Make sure you use a sunscreen and double check it’s labeled “broad-spectrum.” This means it protects against both UVB and UVA rays, guarding you from sunburns and skin cancer. If you are going to spend time in the water, wear a rash guard for additional protection.
How bad is it really if we do get burned? And why? What is happening to your skin when that happens?
A sunburn is an actual radiation burn of your skin. The ultraviolet light from the sun damaged the DNA of your skin cells, triggering these cells to die (which is a good thing since you don’t want mutated cells hanging around, causing trouble). The dead cells trigger release of inflammatory signals called cytokines that lead to redness, swelling, and pain. The dead cells will slough off in a few days leading to peeling and often uncomfortable itching.
Any sunburn is damaging to your skin, but the more severe the burn, say, one accompanied with blistering, fever and chills, the worse the damage. In fact, we know that one blistering sunburn in childhood will more than double a person's chances of developing melanoma later in life. A person's risk for melanoma also doubles if she or he has had five or more sunburns at any age.
What would you suggest for somebody with a mild burn in terms of treatment?
For burns, I recommend first placing a cold, damp towel on your skin. Then apply aloe vera or a mild moisturizer to help soothe your skin. If you have a severe sunburn, take ibuprofen to relieve the pain and drink lots of water. If after a few days the redness does not go down, visit your local dermatologist. Also make sure you’re bathing with something mild—highly scented moisturizers have a tendency to irritate the skin, which is why I recommend Dove products to my patients.

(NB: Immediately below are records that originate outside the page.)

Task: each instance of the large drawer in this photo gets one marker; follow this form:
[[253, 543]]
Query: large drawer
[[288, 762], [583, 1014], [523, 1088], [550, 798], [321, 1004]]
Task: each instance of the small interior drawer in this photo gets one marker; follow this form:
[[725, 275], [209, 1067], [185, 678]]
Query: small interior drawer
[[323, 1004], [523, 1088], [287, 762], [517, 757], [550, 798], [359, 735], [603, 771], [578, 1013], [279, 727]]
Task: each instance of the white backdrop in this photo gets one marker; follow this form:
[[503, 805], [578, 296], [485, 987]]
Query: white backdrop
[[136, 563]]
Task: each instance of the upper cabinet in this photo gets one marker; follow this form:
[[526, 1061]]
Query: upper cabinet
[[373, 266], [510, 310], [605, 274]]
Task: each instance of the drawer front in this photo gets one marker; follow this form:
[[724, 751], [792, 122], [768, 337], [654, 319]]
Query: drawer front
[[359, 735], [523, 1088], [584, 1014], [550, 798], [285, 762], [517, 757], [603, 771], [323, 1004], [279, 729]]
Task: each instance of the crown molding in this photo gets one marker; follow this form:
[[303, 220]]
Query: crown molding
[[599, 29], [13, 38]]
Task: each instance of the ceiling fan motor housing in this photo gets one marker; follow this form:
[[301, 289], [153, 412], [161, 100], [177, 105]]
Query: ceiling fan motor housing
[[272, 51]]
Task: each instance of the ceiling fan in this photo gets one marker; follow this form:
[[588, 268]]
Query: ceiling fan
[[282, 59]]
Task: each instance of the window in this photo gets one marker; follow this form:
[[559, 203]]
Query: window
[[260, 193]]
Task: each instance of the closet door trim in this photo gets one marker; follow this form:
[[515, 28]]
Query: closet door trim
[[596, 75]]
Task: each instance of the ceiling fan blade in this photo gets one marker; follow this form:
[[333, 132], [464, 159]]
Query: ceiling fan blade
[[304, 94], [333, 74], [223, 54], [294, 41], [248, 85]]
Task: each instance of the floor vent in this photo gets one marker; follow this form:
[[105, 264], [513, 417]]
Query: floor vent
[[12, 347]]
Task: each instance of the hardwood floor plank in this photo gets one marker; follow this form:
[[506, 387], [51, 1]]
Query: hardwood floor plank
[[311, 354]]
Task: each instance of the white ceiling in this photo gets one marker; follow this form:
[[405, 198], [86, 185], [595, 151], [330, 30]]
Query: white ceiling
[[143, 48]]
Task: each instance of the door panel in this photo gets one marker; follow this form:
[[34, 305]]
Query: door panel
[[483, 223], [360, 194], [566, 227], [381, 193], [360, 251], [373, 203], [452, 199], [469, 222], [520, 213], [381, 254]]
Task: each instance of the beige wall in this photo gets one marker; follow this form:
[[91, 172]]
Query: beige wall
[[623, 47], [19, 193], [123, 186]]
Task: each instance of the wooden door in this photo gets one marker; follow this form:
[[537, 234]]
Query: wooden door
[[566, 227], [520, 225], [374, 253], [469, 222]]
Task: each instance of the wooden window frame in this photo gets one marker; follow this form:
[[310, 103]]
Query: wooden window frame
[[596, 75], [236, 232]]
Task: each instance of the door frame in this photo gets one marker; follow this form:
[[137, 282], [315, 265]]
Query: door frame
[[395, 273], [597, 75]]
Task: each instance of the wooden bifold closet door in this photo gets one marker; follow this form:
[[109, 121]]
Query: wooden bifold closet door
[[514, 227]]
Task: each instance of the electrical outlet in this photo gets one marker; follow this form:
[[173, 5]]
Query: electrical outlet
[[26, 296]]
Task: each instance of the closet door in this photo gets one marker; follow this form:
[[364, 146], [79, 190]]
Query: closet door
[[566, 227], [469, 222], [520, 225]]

What about people with darker skin tones who don't typically burn - do they need to be as cautious?
Absolutely, skin protection is not just for those with fair skin. While dark skin is less likely to get sunburned and develop skin cancer, you still need to be cautious. Skin cancer amongst patients with darker skin is typically more advanced and more difficult to treat.
Should we do anything on Monday to "rehab" our skin so to speak?
To “rehab” your skin, use a mild cleanser, like those from Dove Men+Care, that restores moisture to your skin. The brand is highly regarded in the dermatology community and it’s one I recommend regularly. I like their Hydrate+ Face Wash, and their Clean Comfort Body and Face Wash, which is mild enough to soothe irritation. Make sure you drink lots of water and continue to wear SPF daily, too. Try to stay out of the sun and cover up where you can.
What are your favorite safe sun products for both protection and treatment?
I like rash guards with SPF built-in—they’re easily found online and the long sleeve variants are my favorite. Umbrellas, water bottles and broad-brimmed hats are definitely in my beach bag as well. Also, Dove Men+Care has added Hydrate+ Face Lotion with SPF to their offerings—which is a great idea for men not yet using an SPF product.